Lining up smartly in this idyllic spot, the marksmen worked in pairs with their weapons, one aiming, one supporting the muzzle. Their targets were some female flambreg who milled about on the shore a few yards away, oblivious to the party from the Golden Friendship. The guns went off. Two females fell, kicking.

The marksmen changed positions and guns. A further three shots. This time, three cows fell kicking. The rest of the herd fled.

Men and phagors now splashed through shallow water and over spits, shouting, cheered on by cries from the ships, where the rails were lined with men watching the sport.

Two of the flambreg were not dead.
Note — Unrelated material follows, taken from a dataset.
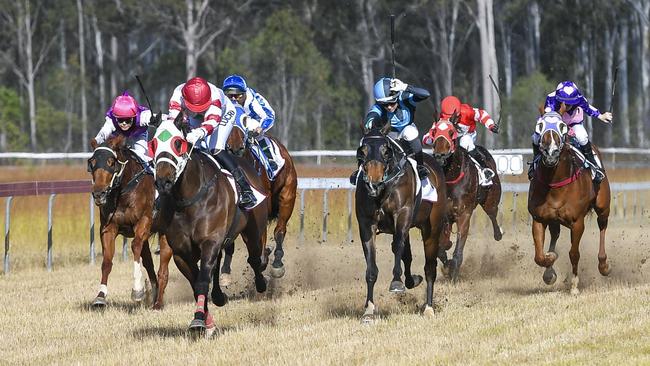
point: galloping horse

One marksman carried a short-bladed knife. With this, he slit their spinal cords as they tried to stagger to their feet and run.

Great white birds came winging in upon the scene, to hover above the men on an updraught, their heads flicking this way and that as they scented death. They swooped, fanning the men with their wings and raking one with long talons.

The sailors fought off both crabs and birds as the knifeman went about his work. With one long stroke, he opened up the bellies of the dead animals. Reaching inside, he pulled forth their bowels and livers, casting them aside to steam on the shore. With quick chopping movements, he severed the hind legs from the trunks. Golden blood oozed up his arm. The birds screamed overhead.

Phagors carried the legs and carcasses back to the jolly boat.

Another round of killing took place. Meanwhile, the Pasharatids had brought a sledge from the boat. Four sturdy phagors seized up the traces and pulled it to the shore. SartoriIrvrash was invited to follow.

“We will give you a short trip to view the country,” Jeseratabhar said, with a tight smile. He thought that this was their excuse to seize a respite from the ship. He fell in beside her, matching her pace.

A strong smell of farmyard met them. The flambreg were cantering about as if nothing had happened, while the white birds fought for offal. Following the sledge, the humans laboured up the slope. They saw other animals resembling flambreg, but with shaggier, greyer coats and ringed horns. These were yelk. Dienu Pasharatid said disdainfully that yelk should have been shot instead of flambreg. Red meat was better than yellow.

No one responded to this comment. SartoriIrvrash glanced at Io. The man’s face was closed. He seemed entirely remote. Was he possibly thinking about the queen?

They made their way up between immense boulders deposited by a vanished glacier. On some boulders were scratched ancient names and dates, where convicts had sought to memorialize themselves.

The party reached more level ground. Breathing deeply, they surveyed the panorama. The two ships lay on the fringes of a black sheet of water to which the shelves of a black sky came down. Small icebergs stood here and there; some, caught in a current, moved rapidly towards the sombre distance and could be mistaken for sails. But there was no other human life.

On their other hand lay the land of Loraj, which stretched into the Circumpolar Regions. The mists were still dispersing, to reveal a plain almost without feature. In its very blankness was a grandeur of a kind. Beneath their feet, the ground was grassless, stamped with the imprints of thousands upon thousands of hoofprints.